In November 1943 Cato applied for work in the marmalade factory in the neighbouring town of Milejow. ‘They asked for about 50 or 60 girls. We volunteered, because we could sense tension in the air.’ Without the girls in the barracks noticing anything, the prisoners had revolted in early August in Treblinka and in mid-October in Sobibor. To prevent further riots in the camps, Himmler had ordered all the Jews in and around Lublin to be killed. During the so-called Aktion Erntefest, which took place on 3 and 4 November, more than 42,000 people were killed. Those who worked in Milejow, however, were not harmed.

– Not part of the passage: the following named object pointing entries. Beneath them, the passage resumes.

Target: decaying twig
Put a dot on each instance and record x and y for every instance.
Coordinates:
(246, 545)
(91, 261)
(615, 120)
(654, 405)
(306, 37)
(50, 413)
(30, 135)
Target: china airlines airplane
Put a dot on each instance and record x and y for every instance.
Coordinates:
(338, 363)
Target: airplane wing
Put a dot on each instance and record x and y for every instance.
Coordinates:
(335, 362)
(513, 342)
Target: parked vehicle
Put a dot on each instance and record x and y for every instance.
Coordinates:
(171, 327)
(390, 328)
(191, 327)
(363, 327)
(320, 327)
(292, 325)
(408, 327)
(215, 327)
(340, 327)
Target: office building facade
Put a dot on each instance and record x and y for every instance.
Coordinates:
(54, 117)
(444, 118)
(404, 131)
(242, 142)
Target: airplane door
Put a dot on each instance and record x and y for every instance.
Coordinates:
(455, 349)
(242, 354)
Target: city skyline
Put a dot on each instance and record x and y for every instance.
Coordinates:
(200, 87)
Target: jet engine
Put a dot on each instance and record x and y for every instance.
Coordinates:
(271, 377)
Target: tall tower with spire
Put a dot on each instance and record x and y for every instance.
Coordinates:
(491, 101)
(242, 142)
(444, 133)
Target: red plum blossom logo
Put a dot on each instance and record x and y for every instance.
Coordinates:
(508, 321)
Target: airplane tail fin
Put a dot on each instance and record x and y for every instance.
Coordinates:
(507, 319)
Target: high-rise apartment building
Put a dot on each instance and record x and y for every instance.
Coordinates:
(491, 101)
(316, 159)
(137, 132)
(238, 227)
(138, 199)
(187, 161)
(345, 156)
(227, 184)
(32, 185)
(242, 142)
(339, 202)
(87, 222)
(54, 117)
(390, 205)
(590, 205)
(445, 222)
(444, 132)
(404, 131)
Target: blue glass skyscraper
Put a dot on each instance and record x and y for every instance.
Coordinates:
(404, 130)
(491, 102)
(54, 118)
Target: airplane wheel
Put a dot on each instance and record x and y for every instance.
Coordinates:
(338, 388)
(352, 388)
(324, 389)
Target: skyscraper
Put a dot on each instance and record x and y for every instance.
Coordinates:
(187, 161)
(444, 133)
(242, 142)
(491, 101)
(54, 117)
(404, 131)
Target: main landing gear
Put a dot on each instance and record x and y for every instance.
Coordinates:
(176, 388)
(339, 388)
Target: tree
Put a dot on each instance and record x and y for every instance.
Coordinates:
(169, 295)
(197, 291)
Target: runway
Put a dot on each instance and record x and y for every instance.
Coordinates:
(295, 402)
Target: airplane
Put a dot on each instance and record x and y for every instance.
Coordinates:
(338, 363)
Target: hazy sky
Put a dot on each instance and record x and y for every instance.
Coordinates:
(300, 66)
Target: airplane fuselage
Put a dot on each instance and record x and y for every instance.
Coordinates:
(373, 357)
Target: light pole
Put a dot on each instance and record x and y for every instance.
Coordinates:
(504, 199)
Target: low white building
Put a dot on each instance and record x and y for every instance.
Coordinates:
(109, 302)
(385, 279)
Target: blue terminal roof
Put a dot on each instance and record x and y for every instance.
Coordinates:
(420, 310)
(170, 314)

After a short while the girls were transported to Trawniki, where all Jews had also been shot during the Aktion. When the girls were ordered to clean up the barracks, they were told by Polish boys who were also working there what had happened in the previous days. ‘They had to clear the bodies and burn them. The people had been shot in trenches. They had also been ordered to undress those people. In the field were heaps of clothes that we had to check later on,’ reported Cato. Until March 1944 the girls stayed in the camp, permanently terrified. The Lagerführer took pleasure in announcing to the girls time and time again in a threatening tone of voice that is was time for the ‘final roll call!’ Cato managed to survive unhurt and was returned to Lublin in June.
"we worked day and night"
As the Russian front approached, the camp in Lublin was soon evacuated. Escorted by SS and Wehrmacht the hundreds of prisoners were forced to go west, on foot, in the direction of Auschwitz-Birkenau. ‘Everyone was carrying provisions, rolled up in blankets. We all had one tin of meat, 2 large loaves of bread. I threw it away immediately, because it was too heavy,’ Cato recounted later. The SS and the Wehrmacht did not agree on how to treat the prisoners during the journey. ‘The Wehrmacht treated us much better than the SS. The SS used dogs to hurry us along. The Wehrmacht would sometimes give us water and food.’ After a short stay in Birkenau Cato was taken to Bergen-Belsen where she arrived in November. She did very little in this camp, she just hung around. There was a severe shortage of food; some days there was no food at all. ‘We went hungry and cold a lot. It was horrible there.’ In February 1945 Cato was put on transport once again. This time the destination was Raguhn, where she worked in the factory for a short period of time. ‘We had to work hard and were given little to eat. We worked day and night.’ In April the air was rife with rumours about an impending liberation by the Americans. The prisoners were hastily put on transport and taken to Czechoslovakia, where they arrived after a gruelling journey of one week, almost without food, in Theresienstadt. Many prisoners died here of typhoid fever. In May 1945 Cato and the other survivors were liberated by the Red Army.